Last night our 8 y/o granddaughter asked if I thought she read a wide range of books; she's a voracious reader. And, of course, she does read a wide range of books.

I didn't mention the list of books I'm currently reading, but someday another reader's reading list might come up in conversation:
Marilyn had a lifetime interest in the occult, and she often visited astrologers and psychics. She retained a sense of proportion, however, and dismissed one famous astrologer, Carroll Righter, in a way that demonstrated her priorities. Righter asked her, "Did you know you were born under the same sign [Gemini] as Rosalind Russell, Judy Garland, and Rosemary Clooney?" Marilyn looked him straight in the eye and replied, "I know nothing of these people. I was born under the same sign as Ralph Waldo Emerson, Queen Victoria, and Walt Whitman."

The sign of Gemini, Marilyn said, stood for intellect. Her search for knowledge was to become a lifetime preoccupation, one many would mock as pretentious posturing. It was not. Marilyn devoured Thomas Wolfe, James Joyce, poetry (mostly romantic), biographies, and history books.

Abraham Lincoln became Marilyn's special hero. (She would later strike up a friendship with Lincoln's biographer, Carl Sandburg.) Lincoln's portrait would follow her from home to home till the end of her life, and his Gettysburg Address usually hung nearby. It was her first love affair with a President of the United States.
Later,
...she owned a book called De Humani Corporis Fabrica, a learned study of the human anatomy by the sixteenth-century scholar, Andreas Vesalius. It was marked up in detail, and Marilyn explained that hse was studying the bone structure of the body. Paintings from the book, by Jan Stephan van Kalkar, of the Titian school, would long decorate the walls of her poorly furnished rooms, and even near the end of her life when she was in the grip of drus, Marily would instruct young friends with an encyclopedic knowledge of the human bone structure. 
From Goddess: The Secret Lives of Marilyn Monroe, Anthony Summers, c. 1985.

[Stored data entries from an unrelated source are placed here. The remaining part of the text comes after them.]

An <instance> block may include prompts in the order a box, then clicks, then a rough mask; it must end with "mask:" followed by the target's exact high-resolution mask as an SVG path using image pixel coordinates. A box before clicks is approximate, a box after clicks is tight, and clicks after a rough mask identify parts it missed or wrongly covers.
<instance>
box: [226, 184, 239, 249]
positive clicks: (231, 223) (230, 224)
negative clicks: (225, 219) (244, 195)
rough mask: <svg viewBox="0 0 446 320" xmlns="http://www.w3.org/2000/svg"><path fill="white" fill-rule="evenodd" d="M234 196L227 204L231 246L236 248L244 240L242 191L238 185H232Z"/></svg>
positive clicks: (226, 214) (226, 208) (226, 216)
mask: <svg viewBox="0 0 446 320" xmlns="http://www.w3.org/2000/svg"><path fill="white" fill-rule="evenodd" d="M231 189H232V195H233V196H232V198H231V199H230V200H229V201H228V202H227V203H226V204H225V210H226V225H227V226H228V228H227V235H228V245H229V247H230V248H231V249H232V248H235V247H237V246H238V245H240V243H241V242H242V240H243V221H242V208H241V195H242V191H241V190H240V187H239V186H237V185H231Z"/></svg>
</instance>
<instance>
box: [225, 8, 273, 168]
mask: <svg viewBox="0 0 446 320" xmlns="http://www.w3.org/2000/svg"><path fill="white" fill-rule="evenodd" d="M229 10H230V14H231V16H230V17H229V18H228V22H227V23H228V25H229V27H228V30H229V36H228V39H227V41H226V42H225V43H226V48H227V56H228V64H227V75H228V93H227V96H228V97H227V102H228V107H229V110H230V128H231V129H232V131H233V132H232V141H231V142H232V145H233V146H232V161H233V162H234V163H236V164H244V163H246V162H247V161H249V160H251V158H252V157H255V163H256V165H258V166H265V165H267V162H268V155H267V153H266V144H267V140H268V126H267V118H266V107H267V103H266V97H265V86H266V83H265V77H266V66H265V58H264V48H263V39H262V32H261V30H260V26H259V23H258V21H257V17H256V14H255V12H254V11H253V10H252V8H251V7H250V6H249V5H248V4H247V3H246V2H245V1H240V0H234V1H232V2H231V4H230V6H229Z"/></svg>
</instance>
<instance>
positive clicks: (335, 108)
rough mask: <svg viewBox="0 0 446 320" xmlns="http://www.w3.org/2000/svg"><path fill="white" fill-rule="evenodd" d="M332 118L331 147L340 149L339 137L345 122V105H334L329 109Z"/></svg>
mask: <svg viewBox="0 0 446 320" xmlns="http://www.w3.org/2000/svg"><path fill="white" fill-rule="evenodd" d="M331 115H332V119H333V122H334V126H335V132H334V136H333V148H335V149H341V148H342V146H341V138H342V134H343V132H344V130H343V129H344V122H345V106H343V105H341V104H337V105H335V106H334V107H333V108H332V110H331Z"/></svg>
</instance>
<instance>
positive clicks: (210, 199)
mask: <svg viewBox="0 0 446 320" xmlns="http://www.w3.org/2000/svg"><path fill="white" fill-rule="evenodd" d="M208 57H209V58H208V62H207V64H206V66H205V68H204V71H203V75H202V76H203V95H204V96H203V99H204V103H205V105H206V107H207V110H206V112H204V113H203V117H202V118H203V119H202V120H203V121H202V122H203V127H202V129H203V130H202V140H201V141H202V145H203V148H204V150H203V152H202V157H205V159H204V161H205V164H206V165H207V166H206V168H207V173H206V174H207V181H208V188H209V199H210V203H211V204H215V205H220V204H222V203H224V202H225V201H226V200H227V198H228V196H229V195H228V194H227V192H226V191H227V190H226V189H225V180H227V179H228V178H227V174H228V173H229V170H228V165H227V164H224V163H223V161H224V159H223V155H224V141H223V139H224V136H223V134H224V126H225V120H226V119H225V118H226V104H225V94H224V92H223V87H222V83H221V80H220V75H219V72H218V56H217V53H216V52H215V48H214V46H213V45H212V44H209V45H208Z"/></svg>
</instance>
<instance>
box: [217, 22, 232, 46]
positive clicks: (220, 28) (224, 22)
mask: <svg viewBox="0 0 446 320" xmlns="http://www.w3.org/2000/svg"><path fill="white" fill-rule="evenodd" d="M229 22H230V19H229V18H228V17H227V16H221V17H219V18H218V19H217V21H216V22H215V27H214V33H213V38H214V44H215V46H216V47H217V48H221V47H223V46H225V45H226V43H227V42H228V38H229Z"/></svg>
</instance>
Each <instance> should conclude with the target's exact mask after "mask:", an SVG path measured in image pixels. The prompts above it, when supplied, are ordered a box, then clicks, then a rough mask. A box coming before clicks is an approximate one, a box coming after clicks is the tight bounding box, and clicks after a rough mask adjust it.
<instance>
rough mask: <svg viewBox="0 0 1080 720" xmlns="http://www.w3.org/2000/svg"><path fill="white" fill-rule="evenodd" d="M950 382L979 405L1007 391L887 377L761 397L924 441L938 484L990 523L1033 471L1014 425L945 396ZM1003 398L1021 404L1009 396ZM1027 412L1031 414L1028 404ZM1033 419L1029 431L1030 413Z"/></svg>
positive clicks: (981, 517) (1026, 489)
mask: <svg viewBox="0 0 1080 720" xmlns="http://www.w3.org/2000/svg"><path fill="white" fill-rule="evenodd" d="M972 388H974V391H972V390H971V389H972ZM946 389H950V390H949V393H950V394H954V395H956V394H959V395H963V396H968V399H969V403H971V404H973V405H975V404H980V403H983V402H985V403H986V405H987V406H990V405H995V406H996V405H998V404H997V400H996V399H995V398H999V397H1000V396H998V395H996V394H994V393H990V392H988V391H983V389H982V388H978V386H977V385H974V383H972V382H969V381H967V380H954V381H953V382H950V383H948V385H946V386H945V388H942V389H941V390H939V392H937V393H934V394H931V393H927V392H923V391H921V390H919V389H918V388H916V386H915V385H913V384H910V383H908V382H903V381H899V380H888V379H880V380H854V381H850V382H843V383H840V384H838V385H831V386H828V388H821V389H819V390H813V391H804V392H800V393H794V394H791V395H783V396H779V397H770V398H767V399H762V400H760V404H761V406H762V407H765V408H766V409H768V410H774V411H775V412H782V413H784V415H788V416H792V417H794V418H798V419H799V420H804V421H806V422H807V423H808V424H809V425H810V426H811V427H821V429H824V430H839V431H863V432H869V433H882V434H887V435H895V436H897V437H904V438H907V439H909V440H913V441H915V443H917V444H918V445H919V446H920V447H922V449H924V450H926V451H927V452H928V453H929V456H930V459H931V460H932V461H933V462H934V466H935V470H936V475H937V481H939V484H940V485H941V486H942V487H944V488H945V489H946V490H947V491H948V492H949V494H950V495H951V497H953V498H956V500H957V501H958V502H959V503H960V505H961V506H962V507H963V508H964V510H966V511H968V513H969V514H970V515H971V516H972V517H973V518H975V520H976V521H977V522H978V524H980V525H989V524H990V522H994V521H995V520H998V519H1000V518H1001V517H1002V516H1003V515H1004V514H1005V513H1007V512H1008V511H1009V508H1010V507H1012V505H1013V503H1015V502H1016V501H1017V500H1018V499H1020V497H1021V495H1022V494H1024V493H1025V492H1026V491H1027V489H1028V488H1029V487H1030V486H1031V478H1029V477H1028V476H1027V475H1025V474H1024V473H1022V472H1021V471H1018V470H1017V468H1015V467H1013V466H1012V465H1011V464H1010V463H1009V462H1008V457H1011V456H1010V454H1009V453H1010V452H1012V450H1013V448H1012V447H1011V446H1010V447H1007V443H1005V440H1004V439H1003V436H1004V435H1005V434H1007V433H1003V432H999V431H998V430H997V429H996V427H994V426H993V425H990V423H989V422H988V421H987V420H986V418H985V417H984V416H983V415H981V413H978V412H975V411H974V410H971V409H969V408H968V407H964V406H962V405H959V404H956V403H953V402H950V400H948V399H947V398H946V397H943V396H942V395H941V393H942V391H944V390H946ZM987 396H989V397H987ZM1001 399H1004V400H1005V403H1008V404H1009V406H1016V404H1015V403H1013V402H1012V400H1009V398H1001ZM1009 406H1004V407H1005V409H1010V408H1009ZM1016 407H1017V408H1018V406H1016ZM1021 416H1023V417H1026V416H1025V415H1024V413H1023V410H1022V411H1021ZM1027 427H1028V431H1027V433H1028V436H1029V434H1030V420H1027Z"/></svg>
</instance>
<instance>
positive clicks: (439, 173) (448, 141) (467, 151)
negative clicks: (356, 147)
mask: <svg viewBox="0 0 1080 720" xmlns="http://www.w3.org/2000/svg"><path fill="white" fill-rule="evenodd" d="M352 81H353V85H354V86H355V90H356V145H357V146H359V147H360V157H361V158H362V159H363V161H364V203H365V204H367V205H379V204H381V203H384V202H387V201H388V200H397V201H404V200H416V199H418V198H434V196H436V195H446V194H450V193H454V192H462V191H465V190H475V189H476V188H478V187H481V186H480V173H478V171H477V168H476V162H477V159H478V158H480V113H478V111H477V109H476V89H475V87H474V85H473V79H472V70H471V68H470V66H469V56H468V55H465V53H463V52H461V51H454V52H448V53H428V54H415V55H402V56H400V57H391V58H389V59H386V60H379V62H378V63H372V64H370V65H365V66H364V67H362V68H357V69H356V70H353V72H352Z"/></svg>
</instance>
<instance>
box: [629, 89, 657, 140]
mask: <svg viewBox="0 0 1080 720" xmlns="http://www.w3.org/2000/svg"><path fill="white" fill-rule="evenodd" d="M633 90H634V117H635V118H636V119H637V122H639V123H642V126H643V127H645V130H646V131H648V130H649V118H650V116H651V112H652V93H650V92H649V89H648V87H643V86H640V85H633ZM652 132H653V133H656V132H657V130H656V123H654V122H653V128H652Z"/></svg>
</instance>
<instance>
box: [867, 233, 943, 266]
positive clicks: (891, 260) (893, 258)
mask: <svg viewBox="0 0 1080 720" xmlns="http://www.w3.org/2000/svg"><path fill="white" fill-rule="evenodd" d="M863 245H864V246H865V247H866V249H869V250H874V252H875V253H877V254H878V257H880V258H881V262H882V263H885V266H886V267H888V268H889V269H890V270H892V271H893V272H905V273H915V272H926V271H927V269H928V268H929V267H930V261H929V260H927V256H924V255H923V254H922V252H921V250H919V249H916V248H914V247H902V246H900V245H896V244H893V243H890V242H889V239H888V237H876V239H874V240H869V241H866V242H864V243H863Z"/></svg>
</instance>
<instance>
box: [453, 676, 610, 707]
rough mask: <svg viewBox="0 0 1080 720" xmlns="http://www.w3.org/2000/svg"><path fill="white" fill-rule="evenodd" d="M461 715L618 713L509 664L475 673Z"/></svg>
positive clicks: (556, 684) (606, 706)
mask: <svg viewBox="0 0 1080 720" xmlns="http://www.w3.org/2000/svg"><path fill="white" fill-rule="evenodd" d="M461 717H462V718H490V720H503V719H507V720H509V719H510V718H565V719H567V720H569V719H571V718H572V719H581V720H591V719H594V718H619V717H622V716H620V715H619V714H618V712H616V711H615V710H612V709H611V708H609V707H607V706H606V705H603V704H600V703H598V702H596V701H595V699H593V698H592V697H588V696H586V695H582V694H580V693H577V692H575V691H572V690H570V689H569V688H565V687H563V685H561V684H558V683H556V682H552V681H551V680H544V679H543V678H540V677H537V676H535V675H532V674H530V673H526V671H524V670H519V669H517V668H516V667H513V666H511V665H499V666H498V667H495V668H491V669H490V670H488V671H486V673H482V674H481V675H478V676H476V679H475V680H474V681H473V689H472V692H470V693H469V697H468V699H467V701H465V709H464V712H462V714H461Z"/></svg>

I was aware of this side of Marilyn Monroe; it was "fun" to read about her again. It's "funny" to see the coincidences in life. I do believe Carl Sandburg's biography of Abraham Lincoln was the first "real" book/biography I ever read. I recall reading it in eighth grade. I also recall Mr Thue's study hall but that's another story for another time. I was in Mr Thue's study hall at 1:03 p.m. when the middle school's public address system told us of the assassination that November. I guess the proteins storing memories of Marilyn, Kennedy, Thue, Sandburg, are all fairly close geographically somewhere in my left limbic lobe. The first three "adult" books I remember: a) Carl Sandburg's "Abraham Lincoln"; b) a biography of Albert Schweitzer; and, c) a history of the Greek statesman and general, Pericles.

2 comments:

  1. Mr. Thue!! Oh my! I do remember him in study hall (I guess that is something left behind in the Race to the Top era of Education). I mostly remember Mr. Thue in the lunch room as he would assign the seating arrangement of girl/boy/girl/boy at the tables...

    Although most days my friends and I would walk down to the bakery at the grocery store (Red Owl??) and buy a donut for 20 cents and call that lunch...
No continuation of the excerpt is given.